Now that the dust has settled on the Autumn Budget, we at Turas Accountants have had time to digest the announcements thoroughly, discuss them with clients and consider what the changes really mean for the small businesses, sole traders and landlords we support every day. Here our owner, Helen Columb, shares her thoughts.

Gradual build
Two weeks on, what has struck me most is that although the Budget didn’t contain dramatic headline-grabbing tax rises, the measures introduced will quietly reshape the financial landscape for many of the people I work with. The impact won’t come all at once — instead, it will build gradually over the next few years.


A sense of stability… on the surface
The decision to keep corporation tax unchanged has been welcomed by many of my limited company clients. Several have told me they were expecting the worst, so a stable rate feels like something of a relief. In a climate where costs seem to creep up in every area, having one constant does offer a small sense of stability.

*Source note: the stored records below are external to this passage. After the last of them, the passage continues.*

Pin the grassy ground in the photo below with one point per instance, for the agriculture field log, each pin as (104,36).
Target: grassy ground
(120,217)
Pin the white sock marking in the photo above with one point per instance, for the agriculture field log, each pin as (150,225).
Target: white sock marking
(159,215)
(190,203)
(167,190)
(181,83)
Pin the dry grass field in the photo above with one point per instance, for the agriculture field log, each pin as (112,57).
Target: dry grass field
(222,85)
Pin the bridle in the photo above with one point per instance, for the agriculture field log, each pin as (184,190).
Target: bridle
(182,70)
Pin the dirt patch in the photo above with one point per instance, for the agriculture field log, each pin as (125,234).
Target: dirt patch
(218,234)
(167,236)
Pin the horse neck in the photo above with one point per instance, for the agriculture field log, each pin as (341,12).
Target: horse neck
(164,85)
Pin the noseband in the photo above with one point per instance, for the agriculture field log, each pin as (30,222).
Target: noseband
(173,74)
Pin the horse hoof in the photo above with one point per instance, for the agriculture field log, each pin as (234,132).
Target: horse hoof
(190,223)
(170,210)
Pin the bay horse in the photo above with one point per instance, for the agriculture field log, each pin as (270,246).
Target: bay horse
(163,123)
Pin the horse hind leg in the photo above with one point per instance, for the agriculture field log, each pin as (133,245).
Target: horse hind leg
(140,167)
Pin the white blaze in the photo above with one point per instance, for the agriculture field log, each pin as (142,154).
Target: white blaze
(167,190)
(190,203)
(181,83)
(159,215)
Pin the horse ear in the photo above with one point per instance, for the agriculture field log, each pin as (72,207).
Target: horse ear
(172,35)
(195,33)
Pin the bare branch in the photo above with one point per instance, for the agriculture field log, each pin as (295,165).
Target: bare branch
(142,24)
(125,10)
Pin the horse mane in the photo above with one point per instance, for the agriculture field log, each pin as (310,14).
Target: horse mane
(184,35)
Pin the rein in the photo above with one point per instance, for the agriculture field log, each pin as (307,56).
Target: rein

However, the real story lies elsewhere.


Threshold freezes and “slow burn” tax rises
As I’ve worked through forecasts over the last two weeks, what becomes increasingly clear is how much the frozen tax thresholds will affect both individuals and small businesses over time. Even modest income growth will push people into higher tax bands. The phrase “fiscal drag” sums it up well — slow, subtle, and easy to overlook until you suddenly feel the effect.

For many of my sole traders, this will mean higher tax bills even when their profits haven’t risen significantly in real terms.

The conversations I’ve been having with company directors
A lot of directors have been asking me: “Should I still take dividends?”
With the upcoming increase in dividend tax rates, it’s a fair question. Dividend extraction has been a long-standing planning tool, but the advantage is narrowing. No single answer fits everyone, and this week I’ve found myself modelling scenarios that would have been unnecessary a year or two ago.

The theme is clear: the Budget nudges businesses towards keeping more profits inside the company, or reconsidering how they pay themselves.

Landlords feeling the pressure
The reaction from my landlord clients has been noticeably different — more concerned, more cautious. Rental income is already under pressure from rising mortgage rates, increased compliance costs, and a challenging tenant market in some areas.
The extra tax on property income from 2027 has been the final straw for a few who were already questioning whether to hold certain properties. This week alone, I’ve spoken to several landlords wanting to run the figures with fresh eyes. The next couple of years may see another shift in the rental sector as investors reassess their portfolios.

The bigger picture: planning becomes even more important
If there’s one takeaway from the past week, it’s that the Budget marks a move towards a long period of gradual tightening rather than sharp shocks. None of the measures feel catastrophic on their own — but together, they place more emphasis on careful planning.
Cash-flow forecasting, dividend timing, pension decisions, rental-yield assessments… all of these will matter more than ever. Clients who take a proactive approach will weather the changes far better than those who wait until year-end.

My thoughts for the next 12 months
From a practice perspective, I expect the next year to involve more advisory conversations, more scenario planning, and more strategic thinking with clients. That’s no bad thing — but it does mean that the old “set-and-forget” approach isn’t going to be enough for many businesses and landlords.

Plan early to adapt
The Budget wasn’t loud, but it was significant. The real effects will emerge slowly, and those who plan early will be best placed to adapt.